I rarely look at it, but when I do, I can see the child I was and assess her with the detachment of time. Excellent handwriting, moderate cutting skills, rudimentary drawing skills. I can see how carefully she copied journal entries from the blackboard, and the tidbits of information feel like lost messages from another era.
March 22, 1983 was sunny and windy; it was also the last school day before Pesach. April 18, 1983 — the sun is trying to shine. May 26, 1983 was a humid, cloudy day, and I’d gotten a new pair of shoes.
“The Child is father of the Man,” William Wordsworth wisely observed. It’s amusing to see the seeds of grown-up me in the sentences I wrote using assigned spelling words.
When I grow up, I will vote. I don’t remember writing that, but I take my civic duty seriously, and I haven’t missed voting in any election. If milk spills, it will stain. Here are early signs of a tendency toward neatness and hints of a person who will throw out her husband’s important papers.

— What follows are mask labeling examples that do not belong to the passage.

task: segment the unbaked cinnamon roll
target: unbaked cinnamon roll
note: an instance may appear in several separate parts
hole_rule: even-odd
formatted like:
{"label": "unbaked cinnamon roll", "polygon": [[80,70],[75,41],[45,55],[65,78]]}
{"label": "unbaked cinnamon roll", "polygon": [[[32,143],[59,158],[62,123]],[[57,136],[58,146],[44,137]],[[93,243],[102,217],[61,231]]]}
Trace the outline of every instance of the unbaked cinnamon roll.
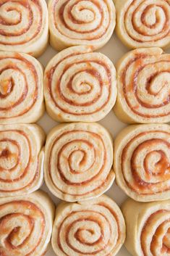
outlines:
{"label": "unbaked cinnamon roll", "polygon": [[44,112],[43,68],[33,57],[0,52],[0,124],[35,123]]}
{"label": "unbaked cinnamon roll", "polygon": [[106,196],[56,209],[52,247],[56,256],[114,256],[125,239],[123,215]]}
{"label": "unbaked cinnamon roll", "polygon": [[127,226],[124,245],[132,256],[170,255],[170,200],[140,203],[128,199],[122,210]]}
{"label": "unbaked cinnamon roll", "polygon": [[48,11],[50,41],[56,50],[75,45],[99,49],[114,30],[112,0],[50,0]]}
{"label": "unbaked cinnamon roll", "polygon": [[170,54],[138,49],[117,65],[117,117],[125,123],[170,122]]}
{"label": "unbaked cinnamon roll", "polygon": [[55,127],[45,148],[45,181],[56,197],[68,202],[98,197],[114,180],[113,145],[97,123]]}
{"label": "unbaked cinnamon roll", "polygon": [[116,138],[117,184],[140,202],[170,199],[170,126],[130,125]]}
{"label": "unbaked cinnamon roll", "polygon": [[59,122],[95,122],[116,98],[116,70],[105,55],[90,46],[74,46],[56,54],[45,70],[48,113]]}
{"label": "unbaked cinnamon roll", "polygon": [[0,197],[39,189],[43,179],[44,142],[45,134],[37,125],[0,125]]}
{"label": "unbaked cinnamon roll", "polygon": [[170,46],[169,0],[114,0],[116,30],[129,48]]}
{"label": "unbaked cinnamon roll", "polygon": [[0,255],[43,255],[49,244],[54,205],[43,191],[0,199]]}
{"label": "unbaked cinnamon roll", "polygon": [[0,51],[40,56],[48,41],[45,0],[1,0]]}

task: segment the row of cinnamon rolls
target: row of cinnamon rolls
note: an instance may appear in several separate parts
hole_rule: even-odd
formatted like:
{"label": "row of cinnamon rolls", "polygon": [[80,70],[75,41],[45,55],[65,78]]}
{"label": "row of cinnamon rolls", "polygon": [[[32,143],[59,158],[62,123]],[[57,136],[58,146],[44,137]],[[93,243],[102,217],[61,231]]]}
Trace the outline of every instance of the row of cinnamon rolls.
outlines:
{"label": "row of cinnamon rolls", "polygon": [[0,52],[0,123],[31,123],[44,112],[59,122],[96,122],[114,107],[128,123],[170,121],[170,54],[161,48],[126,54],[116,71],[91,46],[73,46],[43,67],[33,57]]}
{"label": "row of cinnamon rolls", "polygon": [[116,30],[128,47],[170,46],[169,0],[50,0],[48,4],[48,11],[45,0],[1,0],[0,51],[38,57],[48,44],[48,27],[51,44],[57,50],[76,45],[99,49],[114,32],[116,10]]}
{"label": "row of cinnamon rolls", "polygon": [[[48,134],[38,125],[0,125],[0,197],[27,194],[44,178],[56,197],[92,199],[113,184],[139,202],[170,199],[170,128],[130,125],[116,138],[95,123],[72,123]],[[114,164],[113,164],[114,163]]]}
{"label": "row of cinnamon rolls", "polygon": [[[40,256],[51,241],[56,256],[169,255],[169,200],[122,206],[109,197],[55,205],[41,191],[0,199],[0,252]],[[52,235],[52,236],[51,236]]]}

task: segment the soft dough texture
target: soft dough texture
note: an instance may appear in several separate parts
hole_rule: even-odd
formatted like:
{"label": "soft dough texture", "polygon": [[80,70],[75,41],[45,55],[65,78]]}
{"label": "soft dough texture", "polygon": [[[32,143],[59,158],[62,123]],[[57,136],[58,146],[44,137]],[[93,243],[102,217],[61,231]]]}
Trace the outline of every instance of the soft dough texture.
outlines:
{"label": "soft dough texture", "polygon": [[170,255],[170,200],[140,203],[128,199],[122,210],[127,226],[124,245],[132,256]]}
{"label": "soft dough texture", "polygon": [[0,51],[43,54],[48,41],[45,0],[1,0],[0,14]]}
{"label": "soft dough texture", "polygon": [[43,255],[49,244],[54,205],[47,194],[0,199],[0,254]]}
{"label": "soft dough texture", "polygon": [[170,0],[114,0],[116,31],[129,48],[170,46]]}
{"label": "soft dough texture", "polygon": [[73,46],[56,54],[44,75],[48,113],[59,122],[96,122],[113,107],[116,70],[90,46]]}
{"label": "soft dough texture", "polygon": [[160,48],[139,49],[117,65],[114,112],[123,122],[170,122],[170,54]]}
{"label": "soft dough texture", "polygon": [[0,125],[0,197],[30,194],[43,179],[45,134],[37,125]]}
{"label": "soft dough texture", "polygon": [[114,256],[124,239],[123,215],[106,196],[62,203],[56,209],[52,234],[56,256]]}
{"label": "soft dough texture", "polygon": [[68,202],[98,197],[114,180],[112,139],[97,123],[55,127],[45,148],[45,181],[56,197]]}
{"label": "soft dough texture", "polygon": [[115,27],[112,0],[50,0],[51,44],[56,50],[75,45],[103,46]]}
{"label": "soft dough texture", "polygon": [[33,57],[0,52],[0,123],[35,123],[43,114],[43,68]]}
{"label": "soft dough texture", "polygon": [[136,201],[170,199],[170,126],[130,125],[114,142],[117,184]]}

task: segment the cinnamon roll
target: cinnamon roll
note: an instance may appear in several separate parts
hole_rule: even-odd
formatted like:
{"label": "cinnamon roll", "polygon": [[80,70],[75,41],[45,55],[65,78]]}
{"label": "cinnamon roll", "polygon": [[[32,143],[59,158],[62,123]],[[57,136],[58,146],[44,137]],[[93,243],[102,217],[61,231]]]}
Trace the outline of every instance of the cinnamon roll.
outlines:
{"label": "cinnamon roll", "polygon": [[40,56],[48,41],[45,0],[1,0],[0,51]]}
{"label": "cinnamon roll", "polygon": [[116,24],[112,0],[50,0],[51,44],[56,50],[75,45],[103,46]]}
{"label": "cinnamon roll", "polygon": [[116,33],[129,48],[170,46],[169,0],[114,0]]}
{"label": "cinnamon roll", "polygon": [[1,124],[35,123],[41,117],[43,74],[41,65],[31,56],[0,52]]}
{"label": "cinnamon roll", "polygon": [[0,199],[0,255],[43,255],[52,232],[54,205],[43,191]]}
{"label": "cinnamon roll", "polygon": [[125,239],[123,215],[106,196],[56,209],[52,247],[56,256],[114,256]]}
{"label": "cinnamon roll", "polygon": [[105,55],[90,46],[74,46],[56,54],[45,70],[48,113],[59,122],[95,122],[116,98],[116,70]]}
{"label": "cinnamon roll", "polygon": [[170,199],[169,166],[169,125],[130,125],[116,137],[116,182],[133,199],[149,202]]}
{"label": "cinnamon roll", "polygon": [[45,181],[51,193],[67,202],[98,197],[112,185],[112,140],[97,123],[55,127],[45,148]]}
{"label": "cinnamon roll", "polygon": [[124,244],[132,256],[169,255],[170,200],[128,199],[122,209],[127,226]]}
{"label": "cinnamon roll", "polygon": [[170,122],[170,54],[138,49],[117,65],[115,114],[125,123]]}
{"label": "cinnamon roll", "polygon": [[45,134],[37,125],[0,125],[0,197],[39,189],[43,179],[44,142]]}

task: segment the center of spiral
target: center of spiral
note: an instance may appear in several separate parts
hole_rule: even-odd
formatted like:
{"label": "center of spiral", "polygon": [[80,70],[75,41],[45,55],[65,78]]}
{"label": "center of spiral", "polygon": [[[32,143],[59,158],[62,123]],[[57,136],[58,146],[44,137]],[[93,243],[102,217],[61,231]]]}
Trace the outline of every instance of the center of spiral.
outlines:
{"label": "center of spiral", "polygon": [[14,82],[12,78],[4,80],[0,82],[0,97],[7,97],[12,91],[14,86]]}
{"label": "center of spiral", "polygon": [[[84,2],[84,4],[83,4]],[[82,1],[75,5],[72,9],[72,15],[75,20],[83,22],[90,22],[94,20],[94,13],[87,5],[86,1]]]}

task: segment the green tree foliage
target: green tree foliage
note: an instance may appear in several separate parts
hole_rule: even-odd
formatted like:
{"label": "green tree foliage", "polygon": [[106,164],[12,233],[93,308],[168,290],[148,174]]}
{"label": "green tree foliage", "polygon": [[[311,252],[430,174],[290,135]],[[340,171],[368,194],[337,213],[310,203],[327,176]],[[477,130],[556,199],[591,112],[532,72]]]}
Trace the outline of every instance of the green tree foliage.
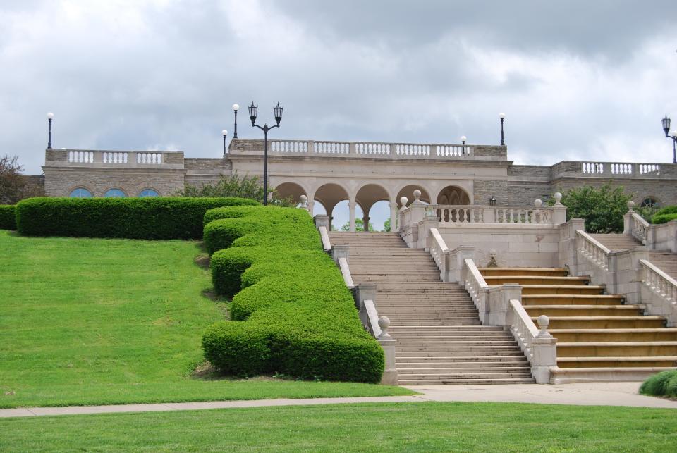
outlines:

But even more, when I hold the blue marbled notebook and flip through it, I remember what it was like to be a first-grader learning to read. I remember the one-piece wood desk and chair. I remember Mrs. Weiss teaching letter sounds and combinations. I remember the closet where she kept the prizes she’d give us. But mostly, it reminds me of how the alphabet clicked together and made sense, and suddenly I saw words everywhere.